From: Harvey Newstrom (newstrom@newstaffinc.com)
Date: Tue Jun 22 1999 - 22:30:14 MDT
These are simply absurdium arguments. You lead the participant down the
slippery-slope to an absurd conclusion. You claim that just because the
exact point of error cannot be determined, that the end conclusion cannot be
disproved. This is nonsense, and a common logical fallacy.
Take the example of the straw that broke the camel's back. You can keep
loading a camel up with straw. You can add one straw at a time. I can't
predict when the weight will be too much for the camel. But you can't put
an infinite amount of weight on top of the camel before it collapses.

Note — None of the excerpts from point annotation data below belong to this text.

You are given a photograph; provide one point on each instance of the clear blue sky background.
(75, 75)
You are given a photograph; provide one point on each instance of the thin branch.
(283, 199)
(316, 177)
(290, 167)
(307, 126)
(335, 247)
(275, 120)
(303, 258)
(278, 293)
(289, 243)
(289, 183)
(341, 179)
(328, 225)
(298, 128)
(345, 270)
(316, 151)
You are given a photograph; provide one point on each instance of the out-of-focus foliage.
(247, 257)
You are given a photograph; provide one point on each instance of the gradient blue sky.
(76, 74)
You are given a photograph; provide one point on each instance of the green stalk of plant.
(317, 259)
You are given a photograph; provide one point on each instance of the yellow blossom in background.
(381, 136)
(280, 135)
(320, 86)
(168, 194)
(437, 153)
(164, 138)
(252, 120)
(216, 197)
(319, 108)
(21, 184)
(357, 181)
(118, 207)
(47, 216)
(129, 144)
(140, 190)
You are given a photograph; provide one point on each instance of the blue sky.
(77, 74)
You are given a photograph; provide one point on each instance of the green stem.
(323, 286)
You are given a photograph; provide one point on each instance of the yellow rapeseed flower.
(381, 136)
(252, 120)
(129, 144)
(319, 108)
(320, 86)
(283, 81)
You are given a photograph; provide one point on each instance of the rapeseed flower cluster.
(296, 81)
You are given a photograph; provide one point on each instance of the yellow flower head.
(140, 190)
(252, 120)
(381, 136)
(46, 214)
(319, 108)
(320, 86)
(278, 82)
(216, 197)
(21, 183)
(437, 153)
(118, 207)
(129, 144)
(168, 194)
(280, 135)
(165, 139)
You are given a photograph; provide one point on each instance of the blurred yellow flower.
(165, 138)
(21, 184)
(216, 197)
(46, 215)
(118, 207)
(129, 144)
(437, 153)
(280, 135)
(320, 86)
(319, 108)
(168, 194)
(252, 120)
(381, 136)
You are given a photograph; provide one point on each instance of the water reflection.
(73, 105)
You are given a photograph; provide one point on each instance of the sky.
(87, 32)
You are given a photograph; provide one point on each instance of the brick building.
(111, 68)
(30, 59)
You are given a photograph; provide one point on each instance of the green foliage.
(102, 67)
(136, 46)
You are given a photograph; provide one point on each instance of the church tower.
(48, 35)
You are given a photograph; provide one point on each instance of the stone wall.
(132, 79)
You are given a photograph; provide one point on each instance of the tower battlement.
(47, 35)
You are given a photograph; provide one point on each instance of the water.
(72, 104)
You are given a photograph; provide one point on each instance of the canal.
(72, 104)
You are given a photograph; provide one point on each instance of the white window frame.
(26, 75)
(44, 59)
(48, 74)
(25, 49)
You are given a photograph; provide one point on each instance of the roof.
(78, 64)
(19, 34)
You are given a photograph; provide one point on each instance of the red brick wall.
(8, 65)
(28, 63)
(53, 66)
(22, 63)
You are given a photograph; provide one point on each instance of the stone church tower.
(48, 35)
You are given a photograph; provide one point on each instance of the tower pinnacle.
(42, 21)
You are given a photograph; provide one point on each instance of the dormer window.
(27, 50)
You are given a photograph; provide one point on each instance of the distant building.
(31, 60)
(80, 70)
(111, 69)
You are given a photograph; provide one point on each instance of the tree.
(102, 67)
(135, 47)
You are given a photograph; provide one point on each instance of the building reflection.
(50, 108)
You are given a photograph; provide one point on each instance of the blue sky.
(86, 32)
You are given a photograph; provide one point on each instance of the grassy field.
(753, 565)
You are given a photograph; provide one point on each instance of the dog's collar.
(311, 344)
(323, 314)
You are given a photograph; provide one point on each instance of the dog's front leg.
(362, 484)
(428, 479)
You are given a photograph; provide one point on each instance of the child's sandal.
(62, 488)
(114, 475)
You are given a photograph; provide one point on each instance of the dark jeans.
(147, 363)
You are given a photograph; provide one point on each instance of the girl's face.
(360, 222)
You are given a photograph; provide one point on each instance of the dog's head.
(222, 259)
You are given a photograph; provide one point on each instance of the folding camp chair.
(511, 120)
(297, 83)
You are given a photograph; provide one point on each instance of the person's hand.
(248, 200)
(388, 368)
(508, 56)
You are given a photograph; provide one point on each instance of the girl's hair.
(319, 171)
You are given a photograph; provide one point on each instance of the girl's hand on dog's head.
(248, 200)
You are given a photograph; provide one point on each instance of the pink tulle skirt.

You examples are the same. I know that a living brain is conscious. I know
that a chopped-up brain is dead. Instead of explaining how the chopped-up
brain can be defined to be alive or conscious, you instead prefer to give
the various slippery-slope examples between the live brain and the dead
brain.
Let me save you the trouble. The live brain is conscious. The chopped-up
brain is dead. I don't know which of your intermediate examples are alive
or dead. Most of the intermediate examples are absurd. They might not even
be possible given the laws of physics. It may not be possible to transition
a brain between the states without killing it. Why do we care about these
intermediate states anyway? They are merely a debating device being used to
present an absurd theory, which on the face of it would be rejected. Hence,
the slippery slope is required.
All theories of consciousness require causality. Cite a reference on
pattern-based consciousness if you know of one. All known brains have
evolved as connected causal brains. Cite an example of a dismembered brain
or a pattern-based brain if you know of one. Your pattern example does not
meet the definitions for living or consciousness. Your example seems to be
based on the reader's failure to prove it is not conscious. Also, all of
your pattern-brains seem to require causal brains to do their thinking for
them. Show an example of a pattern based brain doing any kind of thought,
communication, reaction, conclusions, memory storage, or something without
the help of a causal brain.
Frankly, I am getting tired of repeatedly being asked to prove that the
pattern brain is not conscious while you ignore my objections and give no
evidence for your claim that it is conscious.